Kaepernick decided to either remain seated or kneel during renditions of the Star Spangled Banner in support of Black Lives Matter and to protest police violence against black people.
He explains, “I am not going to stand up to show pride in a flag for a country that oppresses black people and people of color. To me, this is bigger than football and it would be selfish on my part to look the other way. There are bodies in the street and people getting paid leave and getting away with murder.”
He vowed to continue to protest until he feels like “[the American flag] represents what it’s supposed to represent.”
You know what happened next, right?
Kaepernick was voted the “most disliked” player in the NFL.
People posted videos of them burning his jerseys.
He was called “an embarrassment” and “a traitor.”
He was blamed for a significant drop in NFL television ratings, with fans boycotting the NFL because of his protest. He received death threats.

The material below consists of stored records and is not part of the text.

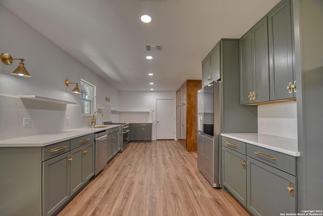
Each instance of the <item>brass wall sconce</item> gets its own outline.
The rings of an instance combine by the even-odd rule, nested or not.
[[[69,87],[71,84],[76,84],[76,85],[75,85],[75,88],[71,92],[76,94],[81,94],[81,91],[80,91],[80,89],[79,89],[79,83],[78,83],[77,82],[71,82],[71,81],[68,79],[66,79],[65,80],[65,85],[67,87]]]
[[[20,60],[19,65],[14,72],[11,73],[12,75],[26,76],[27,77],[30,77],[31,76],[25,67],[25,64],[24,64],[23,62],[24,61],[25,61],[24,59],[13,59],[10,54],[8,53],[2,53],[0,58],[1,58],[1,61],[6,65],[11,65],[12,64],[13,60]]]

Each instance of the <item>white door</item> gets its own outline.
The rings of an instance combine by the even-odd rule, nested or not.
[[[175,139],[174,99],[156,99],[156,139]]]

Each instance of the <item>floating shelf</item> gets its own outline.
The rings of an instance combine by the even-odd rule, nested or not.
[[[125,112],[132,112],[132,113],[149,113],[149,111],[119,111],[111,110],[111,113],[112,114],[121,114]]]
[[[53,98],[46,98],[45,97],[38,96],[37,95],[18,95],[18,97],[21,99],[33,100],[35,101],[44,101],[46,102],[55,103],[62,104],[77,104],[77,103],[72,101],[63,101],[62,100],[55,99]]]

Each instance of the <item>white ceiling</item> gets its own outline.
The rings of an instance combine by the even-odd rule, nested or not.
[[[240,38],[279,2],[0,0],[119,90],[149,91],[153,82],[154,91],[172,91],[201,79],[201,62],[218,41]],[[145,51],[146,44],[162,52]]]

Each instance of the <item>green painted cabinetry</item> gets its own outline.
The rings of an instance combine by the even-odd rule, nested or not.
[[[222,137],[222,178],[224,187],[247,206],[246,144]]]
[[[71,151],[71,196],[94,175],[94,142]]]
[[[269,101],[267,31],[265,16],[240,39],[241,104]]]
[[[223,185],[253,214],[297,212],[296,158],[222,137]]]
[[[43,215],[52,214],[70,198],[70,164],[69,152],[43,162]]]
[[[135,140],[151,140],[151,123],[135,124]]]
[[[221,79],[221,41],[211,50],[202,62],[202,86]]]
[[[267,14],[271,101],[296,97],[291,7],[283,0]]]
[[[296,97],[291,16],[282,1],[240,39],[241,104]]]

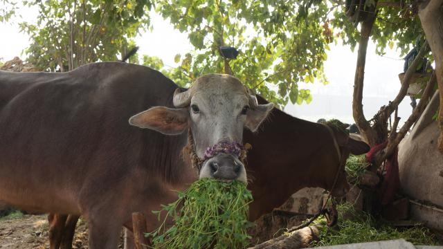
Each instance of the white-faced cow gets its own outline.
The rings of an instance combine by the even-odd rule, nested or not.
[[[260,104],[268,103],[260,96],[257,100]],[[370,148],[343,130],[329,128],[273,108],[259,132],[244,130],[244,142],[252,145],[246,159],[252,179],[248,188],[254,199],[249,205],[251,221],[279,207],[302,187],[323,187],[336,197],[345,194],[349,187],[344,170],[346,159],[350,153],[359,155]],[[66,216],[57,216],[50,232],[51,244],[59,245],[62,239],[64,249],[71,248],[78,218],[69,216],[66,221]]]
[[[0,200],[83,215],[90,248],[115,248],[132,212],[154,229],[150,211],[198,178],[181,154],[188,136],[200,177],[245,181],[244,127],[256,130],[271,109],[226,75],[181,92],[160,73],[124,63],[0,71]]]

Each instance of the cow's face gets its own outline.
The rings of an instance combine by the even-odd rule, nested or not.
[[[195,152],[204,160],[200,178],[246,182],[246,170],[238,158],[243,129],[255,131],[273,104],[257,104],[234,77],[210,74],[198,78],[186,91],[177,89],[174,105],[180,108],[153,107],[132,117],[129,123],[167,135],[190,129]]]

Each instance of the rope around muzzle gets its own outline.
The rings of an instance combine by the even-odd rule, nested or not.
[[[197,155],[192,132],[191,129],[189,129],[188,130],[188,144],[183,149],[183,154],[188,154],[190,156],[192,168],[197,169],[197,174],[199,175],[203,164],[208,159],[217,156],[221,152],[237,156],[240,162],[246,167],[246,154],[248,150],[251,148],[251,145],[248,143],[244,145],[241,145],[237,143],[219,143],[206,148],[205,157],[204,159],[201,159]]]

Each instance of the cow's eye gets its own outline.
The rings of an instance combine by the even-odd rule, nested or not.
[[[194,113],[200,113],[200,109],[199,109],[199,107],[197,107],[197,104],[191,105],[191,109],[192,110],[192,112]]]
[[[244,107],[243,107],[243,109],[242,109],[242,115],[246,115],[246,113],[248,113],[248,110],[249,110],[248,106],[245,106]]]

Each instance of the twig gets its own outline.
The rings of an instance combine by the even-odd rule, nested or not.
[[[420,116],[422,116],[422,113],[429,102],[429,99],[433,92],[434,86],[435,85],[436,82],[437,77],[435,76],[435,73],[434,72],[431,77],[431,79],[429,79],[429,81],[428,82],[428,84],[424,89],[420,101],[413,111],[412,114],[409,116],[406,122],[405,122],[404,124],[403,124],[403,127],[401,127],[398,133],[396,133],[395,135],[390,136],[388,145],[384,149],[381,151],[377,154],[376,162],[377,162],[379,165],[392,154],[395,148],[404,138],[408,131],[409,131],[413,124],[417,121],[417,120],[418,120]],[[391,131],[391,133],[392,132],[392,131]]]

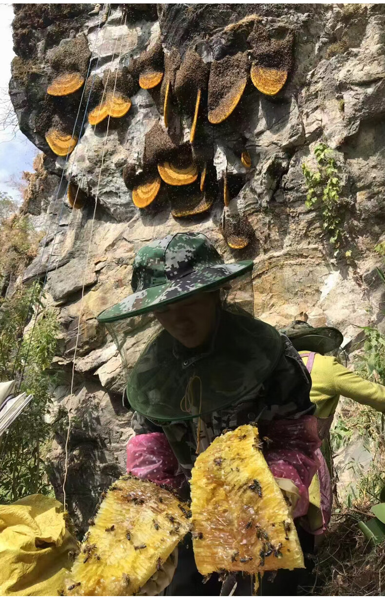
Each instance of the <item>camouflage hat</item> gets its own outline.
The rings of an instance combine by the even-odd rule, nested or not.
[[[252,261],[224,263],[203,234],[171,234],[138,252],[133,266],[133,294],[98,316],[102,323],[149,313],[196,292],[208,291],[250,272]]]
[[[335,352],[342,344],[344,337],[336,328],[321,326],[313,328],[306,322],[296,320],[279,331],[290,339],[296,350],[311,351],[325,355]]]

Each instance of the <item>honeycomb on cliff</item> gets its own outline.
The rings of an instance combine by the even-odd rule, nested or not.
[[[89,77],[85,94],[89,96],[88,123],[97,125],[108,116],[124,117],[132,105],[130,96],[137,90],[138,85],[127,67],[120,69],[117,73],[106,69],[103,79],[97,76]]]
[[[183,188],[174,187],[170,196],[171,213],[177,219],[205,213],[213,206],[215,199],[210,189],[201,190],[198,182]]]
[[[178,148],[160,123],[155,123],[144,136],[144,163],[156,165],[171,157]]]
[[[163,108],[163,121],[165,127],[168,127],[172,94],[174,91],[177,72],[180,66],[181,58],[179,50],[177,48],[172,48],[168,54],[165,54],[165,76],[160,88],[160,100]]]
[[[181,106],[194,111],[190,141],[195,137],[199,105],[202,91],[205,91],[209,70],[199,54],[188,50],[178,69],[175,83],[175,96]]]
[[[271,40],[259,25],[256,25],[248,41],[252,46],[251,81],[259,91],[275,96],[286,83],[293,67],[294,37],[290,32],[284,40]]]
[[[216,438],[196,459],[190,484],[194,555],[201,574],[304,567],[296,527],[259,450],[256,427],[241,426]]]
[[[49,61],[53,74],[47,93],[64,96],[79,90],[84,84],[91,56],[83,34],[60,45]]]
[[[139,79],[141,88],[149,90],[159,85],[163,76],[163,49],[158,38],[153,46],[142,52],[129,67],[133,76]]]
[[[50,148],[58,156],[70,154],[77,144],[77,136],[65,121],[57,115],[53,116],[51,127],[45,134],[46,141]]]
[[[213,61],[208,79],[208,120],[221,123],[239,102],[249,78],[247,52]]]
[[[175,157],[158,165],[158,171],[163,182],[170,186],[186,186],[198,178],[198,167],[191,156]]]
[[[138,593],[190,529],[189,508],[148,480],[111,486],[66,581],[68,596]]]
[[[157,174],[148,174],[132,191],[132,201],[136,207],[145,209],[155,200],[160,189],[161,179]]]

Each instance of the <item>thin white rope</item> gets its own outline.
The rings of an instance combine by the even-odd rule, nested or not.
[[[102,24],[102,17],[101,17],[100,19],[100,20],[99,20],[99,23],[98,29],[97,29],[97,35],[96,35],[95,38],[95,41],[94,41],[94,47],[92,48],[92,53],[91,53],[91,58],[90,61],[89,61],[89,64],[88,65],[88,72],[87,72],[87,78],[88,77],[88,75],[89,74],[89,72],[90,72],[90,70],[91,70],[91,64],[92,64],[92,56],[93,56],[93,54],[94,54],[94,51],[95,50],[95,47],[96,46],[96,42],[97,41],[97,38],[98,38],[98,37],[99,37],[99,32],[100,32],[100,26],[101,26],[101,24]],[[97,59],[97,64],[99,64],[99,60],[100,60],[100,53],[101,53],[102,48],[103,47],[103,42],[104,42],[104,38],[105,38],[105,31],[106,31],[106,30],[105,29],[105,31],[104,31],[104,33],[103,33],[103,37],[102,43],[100,44],[100,47],[99,48],[99,55],[98,55],[98,59]],[[94,78],[95,78],[95,75],[94,75]],[[92,81],[92,85],[93,85],[93,81]],[[74,126],[73,126],[73,132],[72,132],[72,136],[73,136],[73,135],[74,133],[74,132],[75,132],[75,130],[76,130],[76,125],[77,125],[77,120],[79,119],[79,116],[80,115],[80,108],[81,108],[81,106],[82,106],[82,103],[83,102],[83,99],[84,97],[85,90],[85,87],[84,87],[83,88],[83,91],[82,93],[82,97],[81,97],[81,98],[80,99],[80,101],[79,101],[79,108],[78,108],[78,109],[77,109],[77,115],[76,115],[76,118],[75,119],[75,123],[74,123]],[[92,87],[91,87],[91,90],[92,90]],[[88,107],[88,104],[89,104],[89,99],[91,97],[91,90],[90,90],[89,94],[88,94],[88,98],[87,99],[87,102],[86,102],[86,106],[85,106],[85,108],[84,109],[84,115],[83,116],[83,120],[82,120],[82,126],[81,126],[82,129],[83,126],[84,124],[84,119],[85,119],[85,115],[86,114],[87,108]],[[68,156],[69,156],[69,154],[70,154],[70,153],[69,153],[69,149],[70,149],[70,145],[68,145],[68,151],[67,151],[67,156],[65,157],[65,160],[64,162],[64,165],[63,166],[63,168],[62,168],[62,170],[61,177],[60,178],[60,182],[59,182],[59,185],[58,186],[58,190],[57,190],[57,192],[56,192],[56,197],[55,197],[55,202],[54,202],[54,204],[53,204],[53,208],[52,209],[52,212],[51,213],[50,219],[49,224],[49,225],[48,225],[48,231],[47,231],[47,234],[46,234],[46,237],[45,237],[44,243],[44,246],[43,247],[43,251],[41,251],[41,254],[40,255],[40,260],[38,266],[38,268],[37,268],[37,276],[38,275],[38,273],[39,273],[39,271],[40,271],[40,267],[41,266],[41,263],[43,262],[43,257],[44,256],[44,251],[46,249],[46,244],[47,244],[47,241],[48,240],[48,236],[49,236],[49,231],[50,230],[51,225],[52,224],[52,221],[53,221],[53,215],[55,215],[55,209],[56,209],[56,203],[57,203],[57,201],[58,201],[58,198],[59,197],[59,192],[60,188],[61,187],[61,183],[62,183],[62,182],[63,180],[63,178],[64,178],[64,171],[65,170],[65,166],[66,166],[67,163],[68,162]],[[76,145],[76,147],[75,148],[75,151],[74,151],[74,156],[75,156],[76,155],[77,151],[77,145]],[[72,168],[73,168],[73,162],[72,163],[71,169]],[[36,323],[37,323],[37,318],[38,318],[38,315],[39,315],[39,307],[40,307],[41,306],[41,299],[43,297],[43,291],[44,291],[44,286],[46,285],[46,282],[47,281],[47,275],[48,275],[48,272],[49,271],[49,267],[50,266],[51,260],[52,258],[52,255],[53,254],[53,251],[55,249],[55,242],[56,242],[56,237],[58,232],[59,231],[59,224],[60,224],[60,219],[61,219],[61,216],[62,216],[62,212],[63,212],[63,209],[64,209],[64,203],[65,201],[65,197],[66,197],[66,195],[67,195],[67,191],[68,190],[68,185],[69,185],[69,180],[68,180],[68,182],[67,183],[67,188],[66,188],[66,191],[65,191],[65,194],[64,195],[63,200],[62,200],[62,203],[61,203],[61,209],[60,210],[60,213],[59,214],[59,217],[58,218],[58,224],[57,224],[57,225],[56,225],[56,231],[55,233],[55,235],[53,236],[53,240],[52,240],[52,249],[51,249],[51,252],[50,252],[50,255],[49,255],[49,260],[48,260],[48,264],[47,264],[47,267],[46,269],[46,273],[45,273],[45,275],[44,275],[44,281],[43,282],[43,285],[41,287],[41,290],[40,295],[40,297],[39,297],[39,300],[38,300],[38,302],[37,304],[37,307],[38,308],[37,308],[37,310],[36,311],[36,313],[35,313],[35,319],[34,319],[34,324],[33,324],[32,328],[32,332],[31,333],[31,337],[30,337],[30,340],[29,340],[29,344],[28,345],[28,348],[27,349],[27,353],[26,353],[26,355],[25,359],[25,361],[24,361],[24,366],[23,367],[23,370],[22,371],[22,375],[21,375],[21,377],[20,377],[20,381],[19,385],[19,391],[20,391],[20,386],[21,386],[21,385],[22,385],[22,382],[23,381],[23,376],[24,376],[24,372],[25,372],[25,367],[26,366],[27,361],[28,361],[28,356],[29,355],[29,350],[31,349],[31,344],[32,343],[32,336],[33,336],[34,331],[35,330],[35,326],[36,325]],[[57,269],[58,262],[60,260],[60,258],[61,258],[61,257],[58,260],[58,263],[56,263],[56,269]],[[56,270],[55,270],[55,272],[56,272]],[[36,285],[37,285],[37,281],[38,281],[38,278],[37,277],[35,278],[35,282],[34,284],[32,292],[32,294],[31,295],[31,300],[29,302],[29,306],[28,307],[28,314],[29,313],[29,311],[30,311],[31,308],[32,299],[32,298],[34,297],[34,294],[35,293],[35,289],[36,288]],[[14,365],[16,365],[16,360],[17,360],[17,356],[19,355],[19,353],[20,349],[21,348],[22,340],[23,340],[23,337],[22,337],[22,338],[21,338],[21,340],[20,340],[20,343],[19,348],[17,349],[17,355],[16,355],[16,358],[15,359],[15,362],[14,362]]]
[[[126,25],[126,20],[127,20],[127,15],[126,16],[126,18],[124,19],[124,25]],[[122,21],[123,21],[123,15],[122,15]],[[120,44],[120,53],[119,53],[119,58],[118,59],[118,67],[117,67],[117,70],[116,70],[116,73],[115,73],[115,84],[114,84],[114,92],[112,93],[112,99],[114,99],[114,98],[115,97],[115,93],[116,87],[117,87],[117,78],[118,78],[118,70],[119,70],[119,63],[120,62],[120,59],[121,59],[121,58],[122,50],[123,50],[123,40],[124,40],[124,33],[123,32],[122,34],[122,36],[121,36],[121,44]],[[114,55],[115,54],[115,51],[116,50],[117,43],[118,43],[118,38],[117,38],[117,40],[115,41],[115,48],[114,48],[114,53],[112,54],[112,58],[111,59],[111,66],[112,64],[112,61],[114,59]],[[107,83],[108,82],[108,78],[109,77],[110,73],[111,73],[111,72],[109,72],[109,73],[108,74],[108,76],[107,76],[107,80],[106,80],[106,87],[107,86]],[[103,166],[103,164],[104,164],[105,153],[105,151],[106,151],[106,144],[107,144],[107,138],[108,138],[108,130],[109,129],[110,119],[111,119],[111,116],[109,115],[109,116],[108,116],[108,123],[107,123],[107,129],[106,129],[106,135],[105,136],[105,143],[104,143],[104,145],[103,145],[103,153],[102,153],[102,163],[100,165],[100,169],[99,169],[99,178],[98,178],[97,187],[97,189],[96,189],[96,195],[95,195],[95,206],[94,207],[94,213],[93,213],[93,215],[92,215],[92,222],[91,222],[91,233],[90,233],[90,236],[89,236],[89,242],[88,243],[88,249],[87,251],[87,257],[86,257],[86,259],[85,267],[85,269],[84,269],[84,276],[83,276],[83,286],[82,286],[82,296],[81,296],[81,300],[80,300],[80,308],[79,308],[79,319],[78,319],[78,320],[77,320],[77,334],[76,334],[76,343],[75,343],[75,350],[74,350],[74,352],[73,360],[73,364],[72,364],[72,377],[71,377],[71,392],[70,392],[70,400],[69,400],[69,402],[68,402],[68,428],[67,428],[67,438],[66,438],[66,439],[65,439],[65,462],[64,462],[64,479],[63,480],[63,487],[62,487],[63,498],[63,498],[63,504],[64,504],[64,511],[67,510],[67,506],[66,506],[67,496],[66,496],[66,493],[65,493],[65,484],[67,483],[67,475],[68,475],[68,441],[69,441],[69,439],[70,439],[70,431],[71,431],[71,408],[72,408],[72,407],[71,407],[71,406],[72,406],[72,398],[73,398],[73,383],[74,383],[74,376],[75,376],[75,361],[76,361],[76,353],[77,352],[77,344],[78,344],[78,343],[79,343],[79,334],[80,334],[80,320],[81,320],[81,317],[82,317],[82,310],[83,310],[83,298],[84,298],[84,288],[85,287],[85,281],[86,281],[87,267],[88,266],[88,260],[89,260],[89,254],[90,254],[90,252],[91,252],[91,247],[92,239],[92,233],[93,233],[93,230],[94,230],[94,221],[95,221],[95,215],[96,214],[96,207],[97,207],[97,201],[98,201],[99,195],[99,188],[100,188],[100,178],[101,178],[101,177],[102,177],[102,171]]]
[[[121,22],[120,22],[120,25],[122,25],[123,22],[123,15],[122,15],[122,18],[121,18]],[[124,22],[124,24],[126,24],[126,20]],[[115,48],[116,48],[116,45],[117,45],[117,42],[118,39],[118,38],[117,38],[117,41],[115,42]],[[103,40],[104,40],[104,38],[103,38]],[[110,63],[110,65],[112,64],[112,61],[114,60],[114,53],[112,53],[112,58],[111,61]],[[100,102],[99,103],[99,109],[98,114],[97,114],[98,117],[99,117],[99,115],[100,114],[100,110],[101,110],[102,106],[103,105],[103,100],[104,100],[104,99],[105,99],[105,94],[106,93],[106,88],[107,88],[107,84],[108,83],[108,79],[109,79],[109,76],[110,76],[110,72],[109,72],[108,73],[108,74],[107,74],[107,80],[106,81],[106,83],[105,83],[104,88],[103,88],[103,94],[102,95],[102,99],[101,99]],[[116,85],[116,78],[115,78],[115,85]],[[97,118],[96,120],[97,121]],[[97,127],[98,124],[99,124],[98,123],[95,123],[95,125],[93,126],[94,133],[95,133],[95,130],[96,129],[96,127]],[[86,156],[85,156],[85,159],[83,160],[83,168],[82,169],[82,172],[80,174],[80,177],[78,179],[79,183],[77,184],[77,189],[76,190],[76,193],[75,194],[75,199],[74,199],[74,201],[73,206],[71,207],[71,215],[70,215],[70,220],[68,221],[68,226],[67,226],[67,233],[66,234],[66,236],[65,236],[64,239],[63,240],[62,243],[61,245],[61,249],[60,249],[60,254],[59,254],[59,257],[58,258],[58,261],[56,262],[56,267],[55,268],[55,271],[53,272],[53,275],[52,276],[52,279],[51,280],[51,286],[52,286],[55,284],[55,282],[56,281],[56,272],[57,272],[57,270],[58,270],[58,267],[59,267],[59,264],[60,263],[60,260],[61,259],[62,256],[63,249],[65,246],[65,241],[67,240],[67,236],[68,235],[68,232],[70,231],[70,226],[71,226],[71,224],[72,223],[72,219],[73,219],[73,211],[74,211],[74,209],[75,209],[76,206],[76,200],[77,199],[77,195],[79,194],[79,191],[80,189],[80,182],[82,182],[82,180],[83,179],[83,175],[84,175],[84,171],[85,171],[85,166],[86,166],[86,162],[87,162],[87,160],[88,160],[88,155],[89,154],[89,151],[90,151],[89,145],[88,145],[86,146]],[[72,167],[73,168],[73,163],[72,164]],[[69,186],[69,184],[70,184],[70,178],[71,177],[71,175],[72,175],[72,169],[71,171],[71,173],[70,174],[70,176],[68,177],[68,186]],[[68,190],[68,186],[67,186],[67,190]]]

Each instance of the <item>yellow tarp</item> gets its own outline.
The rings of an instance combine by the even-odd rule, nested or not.
[[[55,499],[31,495],[0,505],[0,596],[57,596],[77,549]]]

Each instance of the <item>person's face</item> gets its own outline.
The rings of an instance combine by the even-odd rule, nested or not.
[[[217,293],[201,293],[154,311],[154,315],[173,338],[187,349],[194,349],[212,334],[218,302]]]

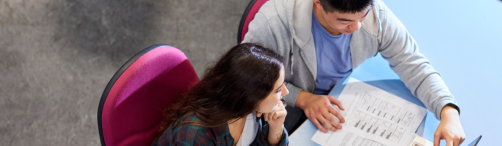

Another former NFL quarterback, Tim Tebow (“former” because he is currently pursing a career as a professional baseball player), is perhaps best known for displaying his Christian faith on the gridiron, including his practice of kneeling in silent prayer on the field, a practice that came to be known as “Tebowing”:
During his college football career, the Heisman Trophy winner frequently wore references to Bible verses on his eye black, including the ubiquitous John 3:16 during the 2009 BCS Championship Game.
He has been outspoken about his pro-life stance, and his commitment to abstinence from sex before marriage.
He has preached in churches, prisons, schools, youth groups and a welter of evangelical conferences.
And he is well known for his signature move — dropping to one knee on the field, his head bowed in prayer, his arm resting on his bent knee — known throughout the world as Tebowing.
So indeed, Colin Kaepernick and Tim Tebow are both former NFL quarterbacks who are outwardly religious and became household figures for kneeling on football fields. Although that last aspect (the kneeling) has sparked very different responses from the public in each case, that difference is not the hypocritical one that the following meme would have viewers believe:
Tim Tebow’s pro-life stance is well known, but he didn’t “take a knee” during the national anthem. And when Tebow did kneel on the gridiron, his actions were those of private prayer conducted during incidental moments surrounding a game and not, as Colin Kapernick’s were, a form of public protest purposefully tied to the playing of the U.S. national anthem.
Fans may, of course, disagree over how these two quarterbacks’ extracurricular displays on the football field have been (or should have been) received by the public and by NFL officials, but the two cases had significant distinctions; they weren’t equivalent actions that were hypocritically regarded in very different ways by different groups:
Tim Tebow and Colin Kaepernick are both famous for kneeling during football games, but in dramatically different contexts.
Regardless of whether you’re more supportive of Kaepernick or Tebow, it’s pretty misleading to compare society’s reaction to either player without noting they kneeled in completely different contexts. If Tebow had taken to kneeling during the national anthem as a form of political protest, and especially as a form of protest against police officers, it’s not a stretch at all to say people would have been upset with him as well.
That one player kneeled in prayer without the intentions of making an overt political statement while the other kneeled during the national anthem for an expressly political purpose is obviously an important detail to note when analyzing the public’s responses to both.